Suddenly Ezran understood the heat of his holy symbol, and the appearance of Fordrellon’s second spell.

“It’s not cowardice to doubt,” he said quietly. “In some ways, I think Carro would rather we doubt, because we are only foolish mortals. Our worst atrocities occur when we are so certain.”

Fordrellon said nothing. The holy symbol gave a pulse, then its heat began to die away. Ezran suddenly felt drained, and even the blackiron sword couldn’t sustain him. He leaned on Fordrellon for more than just companionship.

“He will have a trial, as I’ve said.”

“I cannot help but feel that trial should be my own,” said Fordrellon.

“Why is that, old friend?”

“I could have stopped him at any time during the Second Rising. I could have stopped him now. I knew what evil was in his breast. That I failed means all that death is on my shoulders, just as much as on his.”

Ezran looked towards the battlefield, the Templars chasing the demonspawn through the ribbons of smoke. “And if he had been dead, he wouldn’t have been alive to cast those gouts of flame. Who knows what would have happened to all of us then, trapped in this valley, without him.”

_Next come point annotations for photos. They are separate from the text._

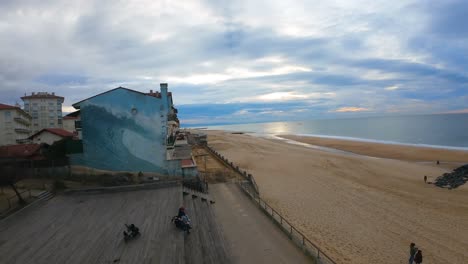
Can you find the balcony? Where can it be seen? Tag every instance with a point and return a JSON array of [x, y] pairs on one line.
[[172, 117], [22, 121], [22, 130], [78, 124], [23, 141]]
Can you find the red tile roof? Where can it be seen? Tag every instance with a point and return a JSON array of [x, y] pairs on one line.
[[42, 95], [56, 131], [7, 107], [20, 151]]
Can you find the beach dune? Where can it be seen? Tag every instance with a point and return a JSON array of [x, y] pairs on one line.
[[359, 208]]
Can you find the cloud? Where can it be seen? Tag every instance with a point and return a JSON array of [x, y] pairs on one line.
[[459, 111], [392, 88], [269, 57]]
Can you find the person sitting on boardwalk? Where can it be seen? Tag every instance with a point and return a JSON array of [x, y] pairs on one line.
[[186, 223], [181, 212], [418, 257]]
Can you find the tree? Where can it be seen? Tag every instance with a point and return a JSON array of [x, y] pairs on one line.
[[9, 178]]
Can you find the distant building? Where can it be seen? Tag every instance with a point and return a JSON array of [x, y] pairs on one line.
[[127, 130], [50, 135], [15, 125], [45, 109]]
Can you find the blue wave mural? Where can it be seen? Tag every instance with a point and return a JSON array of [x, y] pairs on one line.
[[124, 130]]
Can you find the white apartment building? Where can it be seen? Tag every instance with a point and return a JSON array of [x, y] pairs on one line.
[[15, 125], [45, 110]]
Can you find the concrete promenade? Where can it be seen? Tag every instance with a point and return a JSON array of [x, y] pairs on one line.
[[251, 235]]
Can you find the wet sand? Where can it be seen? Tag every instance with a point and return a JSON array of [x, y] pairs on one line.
[[359, 209]]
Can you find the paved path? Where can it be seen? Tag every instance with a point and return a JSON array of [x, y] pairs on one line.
[[251, 235]]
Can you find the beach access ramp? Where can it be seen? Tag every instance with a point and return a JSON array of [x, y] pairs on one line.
[[250, 234]]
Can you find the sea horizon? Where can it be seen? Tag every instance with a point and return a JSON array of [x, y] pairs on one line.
[[433, 130]]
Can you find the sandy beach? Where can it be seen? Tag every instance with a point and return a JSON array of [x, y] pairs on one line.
[[358, 208]]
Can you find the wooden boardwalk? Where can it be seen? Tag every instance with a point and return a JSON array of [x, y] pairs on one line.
[[88, 229], [206, 242]]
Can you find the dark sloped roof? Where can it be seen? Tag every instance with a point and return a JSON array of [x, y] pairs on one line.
[[19, 151], [56, 131]]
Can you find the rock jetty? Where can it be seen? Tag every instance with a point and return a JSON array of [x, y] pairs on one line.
[[454, 179]]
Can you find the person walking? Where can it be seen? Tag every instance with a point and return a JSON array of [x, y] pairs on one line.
[[413, 250], [418, 257]]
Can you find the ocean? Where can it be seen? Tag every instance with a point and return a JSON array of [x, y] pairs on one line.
[[440, 130]]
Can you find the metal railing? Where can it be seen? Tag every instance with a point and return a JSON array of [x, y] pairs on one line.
[[9, 199], [294, 234]]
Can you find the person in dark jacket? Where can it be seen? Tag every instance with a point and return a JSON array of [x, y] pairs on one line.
[[418, 257]]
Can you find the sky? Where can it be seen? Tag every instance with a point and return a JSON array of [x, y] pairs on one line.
[[245, 60]]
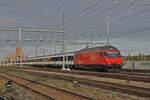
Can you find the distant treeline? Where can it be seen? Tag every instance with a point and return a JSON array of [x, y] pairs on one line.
[[140, 57]]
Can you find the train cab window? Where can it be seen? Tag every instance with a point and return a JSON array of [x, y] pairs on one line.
[[110, 54]]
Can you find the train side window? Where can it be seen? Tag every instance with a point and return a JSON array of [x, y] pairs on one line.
[[101, 53]]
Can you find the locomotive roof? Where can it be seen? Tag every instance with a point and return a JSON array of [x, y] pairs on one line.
[[105, 47]]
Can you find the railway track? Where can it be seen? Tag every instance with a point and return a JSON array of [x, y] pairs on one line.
[[123, 76], [53, 93], [132, 90], [7, 76]]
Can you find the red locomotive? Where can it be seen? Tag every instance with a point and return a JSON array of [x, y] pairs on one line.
[[103, 57]]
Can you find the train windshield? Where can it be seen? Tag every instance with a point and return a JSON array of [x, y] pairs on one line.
[[111, 54]]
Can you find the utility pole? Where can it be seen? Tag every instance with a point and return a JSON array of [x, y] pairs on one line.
[[63, 38], [108, 27], [20, 41]]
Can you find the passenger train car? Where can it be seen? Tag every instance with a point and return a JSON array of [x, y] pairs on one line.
[[102, 57]]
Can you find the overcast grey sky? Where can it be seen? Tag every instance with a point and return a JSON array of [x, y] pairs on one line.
[[129, 25]]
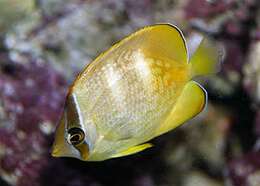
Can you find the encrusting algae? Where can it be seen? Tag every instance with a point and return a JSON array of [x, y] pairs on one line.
[[140, 88]]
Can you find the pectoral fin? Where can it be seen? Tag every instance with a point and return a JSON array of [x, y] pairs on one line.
[[190, 103], [133, 150]]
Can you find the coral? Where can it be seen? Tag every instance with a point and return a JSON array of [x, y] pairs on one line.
[[32, 96]]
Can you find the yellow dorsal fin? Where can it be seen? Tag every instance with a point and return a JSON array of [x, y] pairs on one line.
[[133, 150], [191, 102], [205, 55]]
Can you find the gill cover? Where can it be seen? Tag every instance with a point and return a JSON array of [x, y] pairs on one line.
[[70, 138]]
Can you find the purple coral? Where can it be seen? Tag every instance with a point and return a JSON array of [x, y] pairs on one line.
[[240, 169], [32, 96]]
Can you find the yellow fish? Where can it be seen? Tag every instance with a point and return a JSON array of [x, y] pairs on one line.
[[138, 89]]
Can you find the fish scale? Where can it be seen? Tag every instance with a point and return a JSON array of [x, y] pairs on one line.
[[137, 90]]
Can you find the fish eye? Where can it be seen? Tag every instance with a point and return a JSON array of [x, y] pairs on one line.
[[76, 136]]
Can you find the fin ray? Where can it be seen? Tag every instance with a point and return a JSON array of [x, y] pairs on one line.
[[191, 102], [206, 55], [133, 150]]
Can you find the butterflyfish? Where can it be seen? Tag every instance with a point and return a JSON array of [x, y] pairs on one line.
[[137, 90]]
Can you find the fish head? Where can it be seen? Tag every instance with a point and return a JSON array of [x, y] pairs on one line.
[[70, 138]]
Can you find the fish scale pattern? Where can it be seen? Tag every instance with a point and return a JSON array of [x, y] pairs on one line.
[[129, 95]]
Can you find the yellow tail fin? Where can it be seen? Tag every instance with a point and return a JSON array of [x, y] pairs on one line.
[[206, 55]]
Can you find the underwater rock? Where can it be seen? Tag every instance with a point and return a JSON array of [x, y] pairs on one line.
[[32, 97], [252, 72], [244, 171]]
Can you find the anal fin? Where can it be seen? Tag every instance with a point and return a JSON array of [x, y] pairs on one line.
[[133, 150], [191, 102]]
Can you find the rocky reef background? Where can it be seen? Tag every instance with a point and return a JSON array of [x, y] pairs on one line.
[[45, 43]]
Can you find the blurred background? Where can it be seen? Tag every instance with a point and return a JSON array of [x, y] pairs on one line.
[[45, 43]]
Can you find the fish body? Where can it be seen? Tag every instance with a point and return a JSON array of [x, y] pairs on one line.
[[137, 90]]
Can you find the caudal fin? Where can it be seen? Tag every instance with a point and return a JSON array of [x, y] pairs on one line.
[[205, 55]]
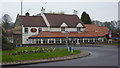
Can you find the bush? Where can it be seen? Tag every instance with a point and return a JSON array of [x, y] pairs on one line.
[[6, 45]]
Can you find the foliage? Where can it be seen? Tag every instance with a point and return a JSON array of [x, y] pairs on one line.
[[86, 18], [33, 56]]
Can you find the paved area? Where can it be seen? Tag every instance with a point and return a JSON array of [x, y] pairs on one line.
[[100, 56]]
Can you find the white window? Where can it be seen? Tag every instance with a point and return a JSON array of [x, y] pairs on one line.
[[40, 30], [62, 28], [26, 30]]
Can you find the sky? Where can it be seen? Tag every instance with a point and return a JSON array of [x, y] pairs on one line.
[[102, 10]]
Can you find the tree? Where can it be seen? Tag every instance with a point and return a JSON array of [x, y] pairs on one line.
[[86, 18], [6, 19]]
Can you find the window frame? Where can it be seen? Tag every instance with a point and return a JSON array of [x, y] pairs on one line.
[[62, 28], [26, 29]]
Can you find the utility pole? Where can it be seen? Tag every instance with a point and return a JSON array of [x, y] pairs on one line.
[[21, 7]]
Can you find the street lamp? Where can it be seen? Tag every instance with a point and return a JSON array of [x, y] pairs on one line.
[[66, 32]]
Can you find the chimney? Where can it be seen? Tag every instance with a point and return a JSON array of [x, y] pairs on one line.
[[42, 10], [27, 14], [75, 12]]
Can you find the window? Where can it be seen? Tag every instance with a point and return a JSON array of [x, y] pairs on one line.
[[78, 29], [62, 28], [40, 29], [26, 30]]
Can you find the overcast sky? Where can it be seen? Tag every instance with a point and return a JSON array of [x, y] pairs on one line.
[[102, 10]]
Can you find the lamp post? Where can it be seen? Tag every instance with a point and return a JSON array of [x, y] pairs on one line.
[[66, 32]]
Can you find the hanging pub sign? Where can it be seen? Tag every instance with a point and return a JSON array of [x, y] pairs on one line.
[[33, 30]]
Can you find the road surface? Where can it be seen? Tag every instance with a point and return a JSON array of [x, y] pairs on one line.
[[100, 56]]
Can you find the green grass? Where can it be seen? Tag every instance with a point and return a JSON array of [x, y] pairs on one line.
[[33, 56]]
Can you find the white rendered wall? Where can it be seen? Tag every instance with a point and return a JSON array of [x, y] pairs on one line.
[[25, 36]]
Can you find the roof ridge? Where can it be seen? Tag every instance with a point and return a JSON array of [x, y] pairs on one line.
[[59, 14]]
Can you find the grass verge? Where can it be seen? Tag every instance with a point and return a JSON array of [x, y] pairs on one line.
[[33, 56]]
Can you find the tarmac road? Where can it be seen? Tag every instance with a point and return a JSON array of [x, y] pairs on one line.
[[100, 56]]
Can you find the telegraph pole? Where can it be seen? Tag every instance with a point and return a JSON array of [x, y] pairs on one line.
[[21, 7]]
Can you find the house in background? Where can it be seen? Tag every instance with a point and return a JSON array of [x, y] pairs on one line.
[[55, 28]]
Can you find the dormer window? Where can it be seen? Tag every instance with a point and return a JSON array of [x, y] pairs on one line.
[[26, 30], [63, 26], [40, 30], [79, 29]]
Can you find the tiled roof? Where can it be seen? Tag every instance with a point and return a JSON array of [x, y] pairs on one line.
[[55, 20], [91, 31], [47, 34], [95, 28], [33, 21]]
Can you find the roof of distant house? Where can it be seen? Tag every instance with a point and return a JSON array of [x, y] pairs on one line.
[[33, 21], [55, 20], [92, 30]]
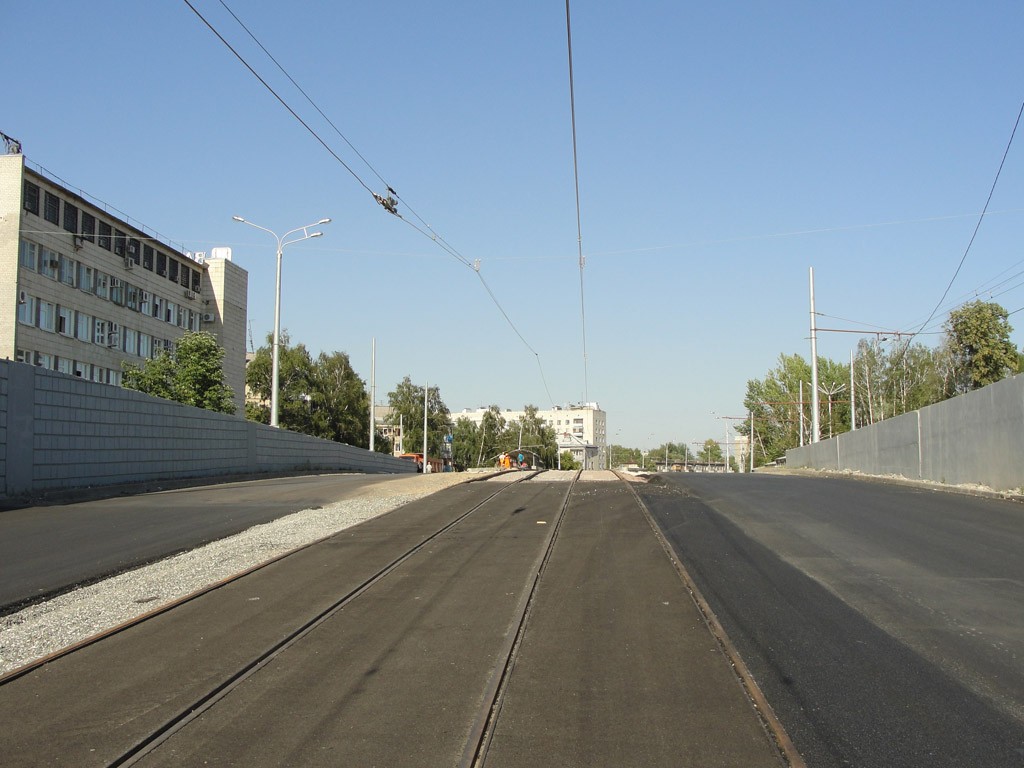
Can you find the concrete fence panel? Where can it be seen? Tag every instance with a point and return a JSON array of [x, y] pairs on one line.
[[58, 431], [977, 437]]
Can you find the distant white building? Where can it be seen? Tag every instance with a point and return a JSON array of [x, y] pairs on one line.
[[580, 429]]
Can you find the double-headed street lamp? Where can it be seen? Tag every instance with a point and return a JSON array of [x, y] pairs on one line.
[[282, 242]]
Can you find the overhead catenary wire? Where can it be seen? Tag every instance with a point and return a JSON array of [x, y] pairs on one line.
[[977, 225], [433, 237], [330, 122]]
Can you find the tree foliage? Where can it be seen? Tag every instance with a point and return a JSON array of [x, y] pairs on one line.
[[407, 404], [323, 397], [978, 339], [193, 374], [479, 445]]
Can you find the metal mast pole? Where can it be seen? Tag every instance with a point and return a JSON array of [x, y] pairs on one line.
[[853, 397], [373, 407], [815, 429]]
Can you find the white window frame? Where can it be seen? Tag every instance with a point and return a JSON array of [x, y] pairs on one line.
[[27, 313], [28, 255], [47, 316]]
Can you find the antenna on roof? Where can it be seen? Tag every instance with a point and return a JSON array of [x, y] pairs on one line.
[[11, 145]]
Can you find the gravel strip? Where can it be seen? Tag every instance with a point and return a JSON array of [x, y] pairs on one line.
[[49, 627]]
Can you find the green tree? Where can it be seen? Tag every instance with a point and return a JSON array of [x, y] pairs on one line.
[[407, 402], [568, 462], [978, 340], [711, 452], [295, 385], [192, 374], [340, 404]]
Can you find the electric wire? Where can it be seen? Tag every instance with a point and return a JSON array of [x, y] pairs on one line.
[[278, 96], [977, 225], [323, 115], [440, 242], [576, 175]]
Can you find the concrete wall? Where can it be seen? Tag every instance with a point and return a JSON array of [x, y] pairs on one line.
[[975, 438], [58, 431]]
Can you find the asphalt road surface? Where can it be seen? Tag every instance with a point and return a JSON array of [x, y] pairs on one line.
[[885, 624], [45, 550]]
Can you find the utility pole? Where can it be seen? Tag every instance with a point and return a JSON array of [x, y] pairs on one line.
[[853, 398], [426, 391], [815, 431], [373, 407]]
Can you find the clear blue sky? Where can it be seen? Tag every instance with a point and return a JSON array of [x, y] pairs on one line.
[[723, 147]]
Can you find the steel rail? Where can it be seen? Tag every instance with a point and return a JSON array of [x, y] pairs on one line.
[[479, 735], [773, 727]]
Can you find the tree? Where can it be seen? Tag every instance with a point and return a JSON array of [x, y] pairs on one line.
[[568, 462], [407, 402], [193, 374], [711, 453], [295, 385], [340, 404], [978, 340]]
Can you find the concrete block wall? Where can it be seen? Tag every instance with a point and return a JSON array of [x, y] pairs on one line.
[[58, 431], [975, 438]]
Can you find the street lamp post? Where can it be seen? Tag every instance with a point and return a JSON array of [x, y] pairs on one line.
[[282, 242]]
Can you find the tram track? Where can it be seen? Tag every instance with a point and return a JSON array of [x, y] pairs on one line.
[[143, 743]]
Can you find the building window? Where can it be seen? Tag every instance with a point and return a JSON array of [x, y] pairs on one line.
[[71, 217], [86, 278], [49, 263], [27, 310], [51, 208], [47, 316], [66, 321], [29, 255], [83, 327], [88, 226], [66, 271], [31, 198], [103, 239], [131, 341]]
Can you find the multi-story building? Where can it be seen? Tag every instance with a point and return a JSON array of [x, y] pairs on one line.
[[580, 429], [83, 290]]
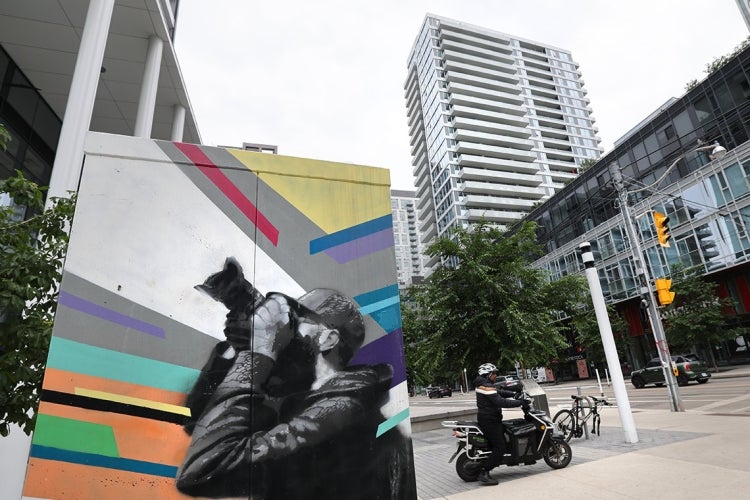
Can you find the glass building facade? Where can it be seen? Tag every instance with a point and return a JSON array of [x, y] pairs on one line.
[[708, 203], [33, 126]]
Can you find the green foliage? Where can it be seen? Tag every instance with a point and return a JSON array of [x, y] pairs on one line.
[[31, 256], [696, 318], [718, 62], [492, 307], [722, 60], [4, 137]]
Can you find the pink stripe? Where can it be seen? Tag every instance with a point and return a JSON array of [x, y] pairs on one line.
[[221, 181]]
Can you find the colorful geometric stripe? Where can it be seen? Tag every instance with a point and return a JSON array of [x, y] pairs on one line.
[[366, 245], [138, 438], [73, 435], [383, 305], [80, 304], [124, 464], [387, 349], [353, 233], [104, 405], [65, 381], [128, 400], [47, 479], [392, 422], [231, 191], [77, 357]]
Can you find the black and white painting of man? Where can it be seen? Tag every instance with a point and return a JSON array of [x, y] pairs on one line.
[[278, 412]]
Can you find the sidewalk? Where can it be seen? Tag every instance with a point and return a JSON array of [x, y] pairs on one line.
[[700, 454]]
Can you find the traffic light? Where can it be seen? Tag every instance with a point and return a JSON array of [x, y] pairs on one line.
[[661, 222], [663, 293]]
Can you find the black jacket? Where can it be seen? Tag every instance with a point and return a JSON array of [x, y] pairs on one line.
[[491, 401]]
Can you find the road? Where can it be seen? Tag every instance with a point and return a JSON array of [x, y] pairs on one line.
[[719, 395]]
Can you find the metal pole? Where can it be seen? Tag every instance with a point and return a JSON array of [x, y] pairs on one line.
[[610, 349], [644, 284]]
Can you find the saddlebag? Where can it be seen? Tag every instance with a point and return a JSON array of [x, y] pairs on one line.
[[522, 439]]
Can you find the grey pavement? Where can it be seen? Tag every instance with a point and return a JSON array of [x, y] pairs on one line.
[[678, 454]]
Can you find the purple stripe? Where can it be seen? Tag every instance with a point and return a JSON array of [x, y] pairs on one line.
[[83, 305], [361, 246], [387, 349]]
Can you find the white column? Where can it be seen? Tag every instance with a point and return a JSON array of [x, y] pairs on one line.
[[608, 342], [145, 118], [66, 170], [178, 123]]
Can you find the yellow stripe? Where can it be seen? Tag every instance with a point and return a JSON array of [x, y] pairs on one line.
[[146, 403], [486, 391]]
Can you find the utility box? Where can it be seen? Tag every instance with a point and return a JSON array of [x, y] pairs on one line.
[[537, 394]]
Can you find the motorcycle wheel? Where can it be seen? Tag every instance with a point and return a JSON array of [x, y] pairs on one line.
[[558, 454], [565, 422], [468, 474]]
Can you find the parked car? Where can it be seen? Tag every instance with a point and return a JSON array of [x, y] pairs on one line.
[[689, 368], [439, 391], [509, 383]]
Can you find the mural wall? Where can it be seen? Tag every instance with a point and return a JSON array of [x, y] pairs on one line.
[[228, 326]]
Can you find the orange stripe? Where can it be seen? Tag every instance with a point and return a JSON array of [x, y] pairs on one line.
[[52, 479], [137, 438], [65, 381]]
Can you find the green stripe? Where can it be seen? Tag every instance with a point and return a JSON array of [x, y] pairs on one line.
[[74, 435], [392, 422], [82, 358]]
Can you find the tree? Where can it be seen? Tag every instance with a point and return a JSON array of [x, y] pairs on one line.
[[695, 317], [31, 256], [490, 305], [586, 164]]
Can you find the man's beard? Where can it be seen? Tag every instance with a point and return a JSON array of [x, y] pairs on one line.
[[295, 368]]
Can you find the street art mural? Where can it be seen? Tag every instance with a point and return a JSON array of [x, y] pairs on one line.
[[228, 327]]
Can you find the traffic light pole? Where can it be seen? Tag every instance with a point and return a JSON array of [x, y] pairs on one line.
[[644, 281]]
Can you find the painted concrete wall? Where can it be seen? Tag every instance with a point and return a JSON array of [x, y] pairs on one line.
[[144, 393]]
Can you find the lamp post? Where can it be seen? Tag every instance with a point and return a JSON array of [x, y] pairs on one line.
[[642, 275]]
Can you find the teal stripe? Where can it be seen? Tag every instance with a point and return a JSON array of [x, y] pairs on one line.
[[82, 358], [392, 422], [377, 295], [369, 309]]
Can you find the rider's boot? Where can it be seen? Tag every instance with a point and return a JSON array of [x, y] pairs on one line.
[[485, 478]]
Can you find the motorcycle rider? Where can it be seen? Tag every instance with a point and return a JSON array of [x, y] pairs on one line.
[[490, 402]]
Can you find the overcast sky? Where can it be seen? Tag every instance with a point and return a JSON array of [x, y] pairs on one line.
[[324, 78]]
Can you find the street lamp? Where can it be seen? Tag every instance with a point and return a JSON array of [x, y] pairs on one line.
[[644, 280]]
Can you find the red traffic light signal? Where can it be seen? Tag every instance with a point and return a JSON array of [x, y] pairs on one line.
[[663, 293], [661, 222]]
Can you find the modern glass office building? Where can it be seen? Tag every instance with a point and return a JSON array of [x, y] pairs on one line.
[[497, 124], [708, 204], [67, 68]]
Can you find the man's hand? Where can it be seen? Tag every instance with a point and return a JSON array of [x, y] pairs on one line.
[[272, 326], [268, 331]]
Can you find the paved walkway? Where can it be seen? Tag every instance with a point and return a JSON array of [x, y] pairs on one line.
[[687, 454]]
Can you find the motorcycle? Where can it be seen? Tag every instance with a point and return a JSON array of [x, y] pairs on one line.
[[531, 438]]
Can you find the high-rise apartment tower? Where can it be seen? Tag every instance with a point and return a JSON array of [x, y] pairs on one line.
[[497, 124], [409, 250]]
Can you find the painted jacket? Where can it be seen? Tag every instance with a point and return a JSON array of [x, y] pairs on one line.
[[490, 402], [253, 439]]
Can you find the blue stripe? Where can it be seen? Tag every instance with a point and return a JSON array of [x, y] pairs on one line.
[[376, 306], [126, 464], [377, 295], [77, 357], [351, 233]]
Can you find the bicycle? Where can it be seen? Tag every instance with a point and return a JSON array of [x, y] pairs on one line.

Fordrellon bowed his head.
“Carro isn’t omnipotent in this world, Fordrellon,” Ezran reminded him, as he suddenly felt a little lighter himself. “There are other powerful gods at work, with dark aims. But it’s Carro’s domain to make the best of it. Sometimes, that’s all we, as his followers, can do as well.” Ezran raised his chin. “Sirith chose to put a little good back into the world, even if there is no possible way it can outweigh his crimes. There would be no such good if he had died. And so, I plan to give the counsel to allow him to live, so he can continue to make up for all the evil we have seen.”

“You are a better man than me,” muttered Fordrellon.
“No. Only older, and tired of seeing so much death.” Ezran squeezed the man’s shoulder. They stayed there until the blood-splattered aide came to retrieve them, asking after the Templars’ next move.